Of bullies and killers

It is rather to be expected that after something as horrific as the shootings at Virginia Tech this past week that there will be questions about why, how and what to do to prevent something like that from happening again.

Sadly, one almost wants to say that there is now a pattern for these horrible events. After the memorial services there are predictably claims about violent games, television, and music, easy access to guns and a host of other causes and factors. And of course there is the usual calls to change things.

It is unfortunate though because there’s one thing that has been applicable here and at Columbine and in other situations. And yet somehow it gets only a passing mention and never any of the “things have to change” focus of other items.

That is the role of bullying in all of this. The fact that people involved in this situations are quite often the victims of ongoing, brutal bullying.

I suspect that people dismiss this first of all because it smacks a bit of justifying the actions and blaming the victims. I suspect too that people dismiss this as a survival of the very dynamics that creates that bullying into adulthood: a grown-up version of calling someone who is a victim of bullying a crybaby.
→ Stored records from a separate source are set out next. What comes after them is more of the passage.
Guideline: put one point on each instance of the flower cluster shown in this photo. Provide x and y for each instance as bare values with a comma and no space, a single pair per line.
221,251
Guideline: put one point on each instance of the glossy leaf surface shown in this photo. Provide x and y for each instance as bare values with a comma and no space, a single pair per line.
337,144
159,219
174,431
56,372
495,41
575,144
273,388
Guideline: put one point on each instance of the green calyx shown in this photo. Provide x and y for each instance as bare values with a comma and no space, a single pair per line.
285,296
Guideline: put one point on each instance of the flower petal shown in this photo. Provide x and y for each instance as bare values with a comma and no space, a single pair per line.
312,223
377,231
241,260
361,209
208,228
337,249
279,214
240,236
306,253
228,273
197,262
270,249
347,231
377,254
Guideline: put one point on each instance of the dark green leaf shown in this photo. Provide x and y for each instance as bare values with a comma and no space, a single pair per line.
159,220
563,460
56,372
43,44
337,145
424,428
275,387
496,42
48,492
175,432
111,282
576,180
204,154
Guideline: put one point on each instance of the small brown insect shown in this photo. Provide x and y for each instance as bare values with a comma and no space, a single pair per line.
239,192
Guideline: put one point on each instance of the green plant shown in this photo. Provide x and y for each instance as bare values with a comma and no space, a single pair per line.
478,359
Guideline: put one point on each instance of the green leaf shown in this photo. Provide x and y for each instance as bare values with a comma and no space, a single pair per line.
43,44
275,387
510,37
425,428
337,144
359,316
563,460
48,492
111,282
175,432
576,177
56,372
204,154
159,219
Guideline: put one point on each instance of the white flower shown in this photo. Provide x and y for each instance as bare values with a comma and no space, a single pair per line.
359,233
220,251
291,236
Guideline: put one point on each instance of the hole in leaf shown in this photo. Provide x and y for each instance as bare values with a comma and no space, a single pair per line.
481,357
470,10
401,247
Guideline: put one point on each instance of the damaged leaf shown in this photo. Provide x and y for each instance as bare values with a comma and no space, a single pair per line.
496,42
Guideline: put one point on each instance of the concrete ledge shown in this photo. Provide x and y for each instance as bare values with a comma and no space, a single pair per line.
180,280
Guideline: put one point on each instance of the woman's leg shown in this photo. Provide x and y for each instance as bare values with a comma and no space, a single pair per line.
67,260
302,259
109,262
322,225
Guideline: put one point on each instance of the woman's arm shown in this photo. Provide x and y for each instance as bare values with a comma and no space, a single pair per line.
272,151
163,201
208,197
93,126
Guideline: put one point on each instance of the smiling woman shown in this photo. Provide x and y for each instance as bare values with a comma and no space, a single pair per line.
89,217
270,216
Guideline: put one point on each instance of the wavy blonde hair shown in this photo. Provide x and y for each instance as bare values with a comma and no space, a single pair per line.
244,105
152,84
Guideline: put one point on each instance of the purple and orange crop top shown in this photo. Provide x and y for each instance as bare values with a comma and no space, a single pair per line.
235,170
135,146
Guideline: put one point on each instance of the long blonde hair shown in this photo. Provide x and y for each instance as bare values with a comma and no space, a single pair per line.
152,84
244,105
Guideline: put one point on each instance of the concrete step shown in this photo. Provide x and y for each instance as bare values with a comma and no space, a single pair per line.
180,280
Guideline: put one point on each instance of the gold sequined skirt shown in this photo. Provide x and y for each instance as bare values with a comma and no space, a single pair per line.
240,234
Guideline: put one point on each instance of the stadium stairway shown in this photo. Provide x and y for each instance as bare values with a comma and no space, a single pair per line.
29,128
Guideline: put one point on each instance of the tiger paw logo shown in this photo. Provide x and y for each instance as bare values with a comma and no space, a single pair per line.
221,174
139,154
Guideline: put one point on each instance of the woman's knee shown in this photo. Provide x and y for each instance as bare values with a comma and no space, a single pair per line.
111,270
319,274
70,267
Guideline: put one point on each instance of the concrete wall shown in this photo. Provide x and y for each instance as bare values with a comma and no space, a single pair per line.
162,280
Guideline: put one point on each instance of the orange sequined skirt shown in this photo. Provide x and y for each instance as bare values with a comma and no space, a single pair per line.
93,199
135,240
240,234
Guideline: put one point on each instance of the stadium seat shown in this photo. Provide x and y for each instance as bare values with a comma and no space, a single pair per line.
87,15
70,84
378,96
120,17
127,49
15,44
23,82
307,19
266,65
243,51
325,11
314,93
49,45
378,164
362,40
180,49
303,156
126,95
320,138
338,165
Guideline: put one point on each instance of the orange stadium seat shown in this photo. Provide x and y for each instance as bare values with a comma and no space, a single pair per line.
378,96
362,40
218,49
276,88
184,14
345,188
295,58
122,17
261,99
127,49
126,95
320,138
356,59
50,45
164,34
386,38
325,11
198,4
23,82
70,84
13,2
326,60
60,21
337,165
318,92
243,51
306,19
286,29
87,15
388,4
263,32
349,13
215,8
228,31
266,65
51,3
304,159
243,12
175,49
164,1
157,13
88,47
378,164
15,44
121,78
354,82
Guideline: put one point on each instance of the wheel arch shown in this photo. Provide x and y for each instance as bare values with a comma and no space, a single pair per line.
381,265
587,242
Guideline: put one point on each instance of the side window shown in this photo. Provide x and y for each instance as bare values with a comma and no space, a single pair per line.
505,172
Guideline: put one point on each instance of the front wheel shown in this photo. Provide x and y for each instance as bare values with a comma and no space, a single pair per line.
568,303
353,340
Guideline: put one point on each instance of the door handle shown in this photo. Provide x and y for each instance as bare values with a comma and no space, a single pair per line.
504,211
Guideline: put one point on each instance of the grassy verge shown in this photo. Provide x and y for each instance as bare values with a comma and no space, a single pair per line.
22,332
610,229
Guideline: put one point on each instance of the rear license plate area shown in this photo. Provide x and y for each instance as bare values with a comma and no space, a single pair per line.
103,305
It is too bad because so long as we continue to ignore this point, the problem won’t really be solved. You can talk about the role of bullying in this all and not blame the victims. After all, we’ve learned how to talk about child abuse in viral terms (the abused becomes abuser), why can’t we do the same here? It shouldn’t take this long to figure out that our institutions essentially throw kids into a jungle where the lex talionis rules. And so when our kids emerge from that jungle dripping in blood, looking like they’ve come off the set of Lord of the Flies, it’s absurd for us to be shocked let alone horrified.

Indeed, in a way, it can be argued that these events represent people who have learned the lesson of that environment too well and that what they’ve done, really, is simply to take the proverbial gloves off and play that game to its fullest.

If people want to truly stop these situations then they should go to the first cause and actually work to stop that game once and for all by putting an end to the lex talionis in schools.

But once again, it seems that we’ll let the opportunity slip. Instead, we’ll put some new goofy labels on video games or some other ineffective action that at least makes people feel like something is being done, even though in truth nothing is being done.